Planning the Wedding
Finding a Rabbi or Cantor
It's never too early to make arrangements with the rabbi you want to officiate at your wedding.
Are you, as a couple, connected to any rabbi? If so, having "your" rabbi present at the ceremony will enrich the experience for everyone. If, as a couple, there is no rabbi with whom you have a personal or congregational connection, think of those with whom you or your families have had a prior relationship and consider the possibility of reconnecting with them. Your shared history could provide an added personal dimension to your kiddushin.
If you have no personal connections to a rabbi or do not know a rabbi in the area in which you will be getting married, your first step is to do some homework. Finding the right rabbi for you is like finding the right therapist or the right business partner. Your first task, then, is locating some rabbis. Think of weddings you have attended where the rabbi's tone and message resonated with you. Speak to friends and relatives for recommendations. Perhaps they can ask their rabbi for a local referral for you. Or you can always search congregations on this website. Some congregational rabbis, by contract, are not able to officiate at lifecycle events for nonmembers, but often will be able to make referrals to other rabbis in the area.
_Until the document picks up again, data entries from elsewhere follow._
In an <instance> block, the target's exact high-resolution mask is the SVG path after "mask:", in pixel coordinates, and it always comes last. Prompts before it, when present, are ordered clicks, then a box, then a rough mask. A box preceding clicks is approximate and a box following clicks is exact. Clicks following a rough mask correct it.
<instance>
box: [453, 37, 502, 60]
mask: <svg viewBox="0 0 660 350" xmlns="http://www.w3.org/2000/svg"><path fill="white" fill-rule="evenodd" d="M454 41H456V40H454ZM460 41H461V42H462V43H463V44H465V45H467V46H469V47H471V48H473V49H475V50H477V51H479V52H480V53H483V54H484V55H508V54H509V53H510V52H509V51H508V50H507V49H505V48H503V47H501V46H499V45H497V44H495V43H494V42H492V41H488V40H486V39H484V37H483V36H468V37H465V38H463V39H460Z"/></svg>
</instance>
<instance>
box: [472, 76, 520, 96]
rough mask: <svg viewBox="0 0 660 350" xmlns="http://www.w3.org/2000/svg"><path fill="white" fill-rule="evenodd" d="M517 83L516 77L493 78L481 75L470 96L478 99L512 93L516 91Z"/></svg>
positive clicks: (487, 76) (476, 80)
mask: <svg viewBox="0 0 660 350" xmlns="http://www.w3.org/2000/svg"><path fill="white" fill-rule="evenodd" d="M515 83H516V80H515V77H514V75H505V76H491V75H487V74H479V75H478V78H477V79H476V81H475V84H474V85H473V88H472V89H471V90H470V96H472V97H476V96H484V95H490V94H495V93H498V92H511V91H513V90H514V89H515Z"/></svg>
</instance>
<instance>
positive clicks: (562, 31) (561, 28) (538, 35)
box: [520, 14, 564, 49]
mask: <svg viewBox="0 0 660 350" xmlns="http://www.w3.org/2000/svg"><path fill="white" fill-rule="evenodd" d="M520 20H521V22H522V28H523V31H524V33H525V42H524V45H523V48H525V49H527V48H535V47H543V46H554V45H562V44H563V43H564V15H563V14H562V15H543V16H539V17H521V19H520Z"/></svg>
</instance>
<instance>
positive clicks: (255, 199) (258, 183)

Your next task is to narrow down your options, finding people with whom you can work comfortably. Are you looking for someone who will simply show up at your wedding and perform the ritual? Are you looking for someone who will take time to get to know you and let you get to know them? Are you looking for someone who is concerned about your perspectives and preferences regarding Jewish ritual and practice? Do you want to be part of a decision making process that will lead to an individualized, personal ritual? Or would you rather have a fixed liturgy, determined by the rabbi? When you contact potential rabbis, be ready to share your answers to these questions, so that you can fully explore the compatibility of your desires and expectations with theirs.
Consistent with a commitment to informed decision making and personal choice, many rabbis make their own decisions about officiating at weddings and determine their own criteria. Some see absolute parity between gay and straight marriage. Some will offer similar ceremonies to Jewish and interfaith couples. Others are willing to officiate at LGBT or interfaith ceremonies but are not comfortable calling them Jewish marriages or weddings, or kiddushin. For these rabbis, the ceremonies they conduct for LGBT or interfaith couples will differ from those they perform for straight, Jewish-Jewish couples. Finally, there are some clergy who will only officiate at ceremonies affirming and celebrating the union of straight Jewish-Jewish couples.
So, do your homework, and don't be afraid to ask questions. Ideally, through this process, you will find someone who can help you arrange the ceremony you want. If it is a good match, you will find that you remember and value not only the day of your marriage, but also the preparatory time you spent together.
Most rabbis meet with couples a number of times prior to a wedding. These meetings addresss specifics related to the ceremony. They also give the rabbi and the couple a chance to get to know each other and to discuss issues related to sustaining a long-term committed relationship. You may discuss money, in-laws, religious practice, children, and other topics. Don't be surprised if, as you discuss children, the rabbi suggests genetic testing, especially if you are both of Eastern European descent. There are a number of Jewish genetic diseases you can pass on to the next generation. Foreknowledge about whether or not you are carriers can help you with responsible family planning.
These discussions with the rabbi are meant to encourage you to communicate openly with each other. Rabbis bring to these meetings years of experience working with families approaching this milestone. You may be pleasantly surprised to find that the rabbi has worked with people who have had similar questions and conflicts to yours and is able to offer helpful suggestions or solutions.
An ever-growing number of rabbis officiate at ceremonies for members of the LGBT communities. Those who do so fall into two categories: some already have years of experience providing pre-marital counseling and officiation to a wide spectrum of couples, and other do not; experienced or not, they likely bring open hearts and good intentions. If your rabbi does not seem immediately sensitive to your particular needs and concerns, don't automatically assume prejudice or malice; it simply may be a sign of ignorance and inexperience. See if the rabbi is willing to work and learn with you to help you create the ceremony you seek. If not, remember that you need not continue working with a rabbi who is not meeting your needs.
Selecting a Date
Traditionally, Jewish weddings are not held on Shabbat, Jewish festivals or holy days. The focus of such days is the communal celebration of Shabbat or the holiday rather than the more personal joy of a wedding celebration. In addition, most rabbis and cantors do not officiate on days of mourning such as Tishah B'Av and Yom HaShoah.